One of the few religious emblems not present at a transitional shelter on Sainte-Gertrude Boulevard in the Montreal North borough is a photograph of Mother Teresa.
“Nope. I’m the Mother Teresa,” laughed Kicha Estimé.
That’s the nickname people have for her. She and her husband operate La Traverse, a transitional home for asylum seekers, mostly out of their own pockets. In the three years that she’s been in operation she’s seen people from across the globe.
“They come from Nigeria, Burkina Faso, Mexico, Brazil, Chile, USA,” she noted, adding that many travel through as many as 11 countries before arriving in Canada. Some have horror stories.
“They see dead people, dead children, they don’t eat.”
She has 27 residents now but the problem, according to her, is that she can’t take in everyone who comes knocking.
Roxham Road at Quebec’s border with the United States was closed last March, to help stem the number of people crossing into Canada from south of the border.

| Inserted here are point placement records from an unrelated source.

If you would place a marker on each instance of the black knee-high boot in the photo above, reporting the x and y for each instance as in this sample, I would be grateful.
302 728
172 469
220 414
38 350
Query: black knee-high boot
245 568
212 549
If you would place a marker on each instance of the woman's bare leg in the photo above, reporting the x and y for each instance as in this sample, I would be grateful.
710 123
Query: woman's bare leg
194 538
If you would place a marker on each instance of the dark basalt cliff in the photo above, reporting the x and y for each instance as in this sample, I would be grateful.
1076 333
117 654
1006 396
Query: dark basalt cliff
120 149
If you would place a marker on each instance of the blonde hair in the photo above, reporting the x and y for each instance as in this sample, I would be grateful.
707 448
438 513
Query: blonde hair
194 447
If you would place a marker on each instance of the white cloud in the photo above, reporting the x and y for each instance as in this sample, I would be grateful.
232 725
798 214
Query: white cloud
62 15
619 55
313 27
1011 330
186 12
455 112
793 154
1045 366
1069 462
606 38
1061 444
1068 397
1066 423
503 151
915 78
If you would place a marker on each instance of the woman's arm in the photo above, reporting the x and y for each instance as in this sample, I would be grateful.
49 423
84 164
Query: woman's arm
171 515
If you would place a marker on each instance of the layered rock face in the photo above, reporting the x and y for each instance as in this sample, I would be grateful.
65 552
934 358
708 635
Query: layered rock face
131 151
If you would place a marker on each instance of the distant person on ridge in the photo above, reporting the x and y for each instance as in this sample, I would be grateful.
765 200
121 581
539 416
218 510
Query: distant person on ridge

That has not worked, Estimé and others observe.
“I don’t know where they go or where they pass, but they are still coming,” she told Global News.
Frantz André who also works with asylum seekers through his organization, Non-status Action Committee, says he’s seen even more asylum seekers arriving since Roxham Road closed.
“Strangely enough, a lot of them are coming with visa,” he pointed out.
In June, RCMP stopped just 36 people between official border points across Canada, compared to 4,994 in January. But the Canada Border Services Agency (CBSA) handled over 4,000 claims in June at airports, mostly in Quebec and Ontario, compared to more than 1,300 in January and just over 1,300 in June 2022.
Estimé says now she has to turn away between five and 10 people every day, and hers is the only shelter of its kind in Montreal North.
André stresses one of the problems is that there is a serious shortage of shelters and rent for an apartment is just too high.
“Finding an apartment today with whatever money they are getting from social services is almost impossible,” he said, noting that qualified individuals get less than $1,000 in social assistance monthly.
Estimé charges $400 monthly and most clients stay between one to three months until they get on their feet. She says if she had more cash she’d get a bigger place. They’re hosting an open house next Wednesday at 11891 Sainte-Gertrude Blvd., to help raise funds.
Until she gets help from the government she’ll continue to do what she can — and pray.